Je dois changer d’approche. De point de vue. De perspective. C’est un combat sans fin. Prouver que l’on ne s’est pas tromper. Le prouver aux autres mais aussi à soi-même. Se rassurer constamment. Ce carré blanc sur fond de vie incarne à lui tout seul seul les doutes qui m’affligent. Ils m’aveuglent. Ils me paralysent. Soudain je pose la question de la légitimité de tout cet effort. Et le suis-je moi-même ?

Je suis écrasé sous le poids des grands maîtres qui se succèdent depuis l’aube. Du petit jour, jusqu’au crépuscule, ils ont ponctués les grandes heures de l’humanité sous la lumière de l’histoire. Ils sont ces grands moments de mon histoire. Les uns après les autres, ils ont consacré leur existence à bouleverser la mienne. Jusqu’à ce que, finalement, dans la nuit de l’instant, mon arrogance s’invite au bal, et sans le moindre carton.

Je suis cet artiste. Le vrai. Celui dont vous enviez la créativité et l’indépendance d’esprit.
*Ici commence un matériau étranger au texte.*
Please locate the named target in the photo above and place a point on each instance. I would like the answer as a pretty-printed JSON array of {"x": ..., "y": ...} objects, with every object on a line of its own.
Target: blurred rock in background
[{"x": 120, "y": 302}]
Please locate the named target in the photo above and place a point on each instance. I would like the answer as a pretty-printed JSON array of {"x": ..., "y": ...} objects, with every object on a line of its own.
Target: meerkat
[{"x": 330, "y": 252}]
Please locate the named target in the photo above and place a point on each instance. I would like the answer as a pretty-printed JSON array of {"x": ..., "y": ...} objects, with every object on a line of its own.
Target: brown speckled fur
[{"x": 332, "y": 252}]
Celui qui perçoit et pressent quand vous ne faîtes que voir et sentir. Celui qui vous parle par métaphores, par symboles. Celui qui d’un geste sûr, vous fascine, vous transporte, vous énerve. Celui qui s’élève patiemment du reste. Celui qui vous perd. Je suis celui que vous finissez par détester parce que vous êtes convaincu qu’il vous méprise. Je suis ce tableau de prétention que vous peignez dans votre esprit.
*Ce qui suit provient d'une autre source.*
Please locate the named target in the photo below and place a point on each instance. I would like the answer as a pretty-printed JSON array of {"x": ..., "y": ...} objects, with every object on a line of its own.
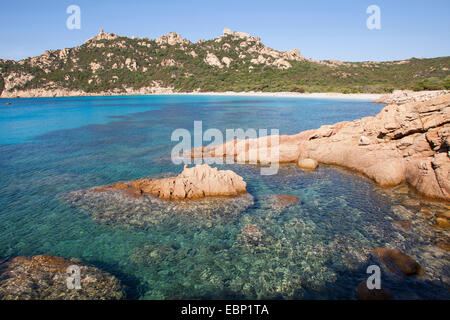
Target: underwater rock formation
[
  {"x": 403, "y": 143},
  {"x": 363, "y": 293},
  {"x": 396, "y": 261},
  {"x": 210, "y": 196},
  {"x": 193, "y": 183},
  {"x": 45, "y": 278}
]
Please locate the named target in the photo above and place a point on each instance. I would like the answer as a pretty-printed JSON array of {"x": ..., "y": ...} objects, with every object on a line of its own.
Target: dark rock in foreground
[
  {"x": 396, "y": 261},
  {"x": 45, "y": 278},
  {"x": 363, "y": 293}
]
Ou peut être suis-je cet apprenti qui se cache. Celui qui vous observe de loin. Celui qui vous veut. Désespérément. Mais qui vous fuit. Celui qui a besoin de vous pour se sortir de lui même. mais qui peine à le faire. Celui que vous fascinez, que vous inspirez. Celui qui vous modélise dans son esprit à chaque instant. Celui qui ne sait rien mais qui veut vous éveiller. Vous révéler. Et en choisissant ce pinceau, je me suis engagé.
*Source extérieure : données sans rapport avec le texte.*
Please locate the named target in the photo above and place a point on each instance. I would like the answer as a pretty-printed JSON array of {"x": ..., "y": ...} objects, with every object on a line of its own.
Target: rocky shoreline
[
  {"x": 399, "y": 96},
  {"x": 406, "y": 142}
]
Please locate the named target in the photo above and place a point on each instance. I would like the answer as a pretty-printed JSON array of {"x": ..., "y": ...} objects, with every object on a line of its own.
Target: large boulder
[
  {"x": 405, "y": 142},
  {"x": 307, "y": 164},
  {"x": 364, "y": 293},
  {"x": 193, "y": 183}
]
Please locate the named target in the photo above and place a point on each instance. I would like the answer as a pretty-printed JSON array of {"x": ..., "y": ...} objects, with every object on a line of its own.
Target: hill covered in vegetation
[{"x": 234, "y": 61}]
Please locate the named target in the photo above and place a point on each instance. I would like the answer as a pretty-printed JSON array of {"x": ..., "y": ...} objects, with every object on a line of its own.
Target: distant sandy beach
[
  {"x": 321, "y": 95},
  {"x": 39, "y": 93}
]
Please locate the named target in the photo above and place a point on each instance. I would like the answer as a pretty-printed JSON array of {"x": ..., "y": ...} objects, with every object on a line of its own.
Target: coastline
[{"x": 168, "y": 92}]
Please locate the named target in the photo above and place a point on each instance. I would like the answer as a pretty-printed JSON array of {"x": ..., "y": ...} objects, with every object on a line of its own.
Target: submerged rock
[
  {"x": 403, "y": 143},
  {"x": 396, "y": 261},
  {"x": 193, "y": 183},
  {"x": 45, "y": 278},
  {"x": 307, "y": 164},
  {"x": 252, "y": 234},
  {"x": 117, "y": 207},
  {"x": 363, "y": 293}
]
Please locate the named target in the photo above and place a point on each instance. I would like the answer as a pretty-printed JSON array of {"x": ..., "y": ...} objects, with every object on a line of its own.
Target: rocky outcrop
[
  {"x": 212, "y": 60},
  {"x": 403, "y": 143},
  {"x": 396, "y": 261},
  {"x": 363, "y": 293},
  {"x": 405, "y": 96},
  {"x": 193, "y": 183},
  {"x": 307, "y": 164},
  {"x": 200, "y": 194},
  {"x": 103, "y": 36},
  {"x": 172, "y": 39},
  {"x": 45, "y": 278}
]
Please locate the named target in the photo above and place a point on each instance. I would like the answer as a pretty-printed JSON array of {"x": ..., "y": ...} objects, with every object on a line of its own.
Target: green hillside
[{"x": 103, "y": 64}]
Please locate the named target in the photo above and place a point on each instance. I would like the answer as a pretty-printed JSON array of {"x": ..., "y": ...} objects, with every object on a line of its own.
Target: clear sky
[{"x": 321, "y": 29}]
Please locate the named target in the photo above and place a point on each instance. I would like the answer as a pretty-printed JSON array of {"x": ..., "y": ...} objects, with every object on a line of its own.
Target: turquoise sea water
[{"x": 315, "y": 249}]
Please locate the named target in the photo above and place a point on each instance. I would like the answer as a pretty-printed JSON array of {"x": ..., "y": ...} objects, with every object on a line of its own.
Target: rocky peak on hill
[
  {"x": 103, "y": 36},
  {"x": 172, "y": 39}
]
Je me suis engagé à changer votre approche. Votre point de vue. Votre perspective. Capter votre regard. Vous faire sortir de votre vie pour, le temps d’une seconde, vous plonger dans la mienne. Je veux vous montrer ce que je vois, et comment je le vois. Je veux vous choquer, vous surprendre, vous faire douter. Je veux vous charmer, vous transporter, vous changer. Je veux conjuguer intemporalité et pertinence dans ce message. Et je veux le faire de la plus belle des façons.

Certaines utopies nécessitent des mots. D’autre du temps. Mais ici le sable, inéluctablement, fini par reprendre sa course. Les secondes et les heures passent, la lumière s’assombrit, les couleurs changent, les formes vacillent. Et mes paupières aussi.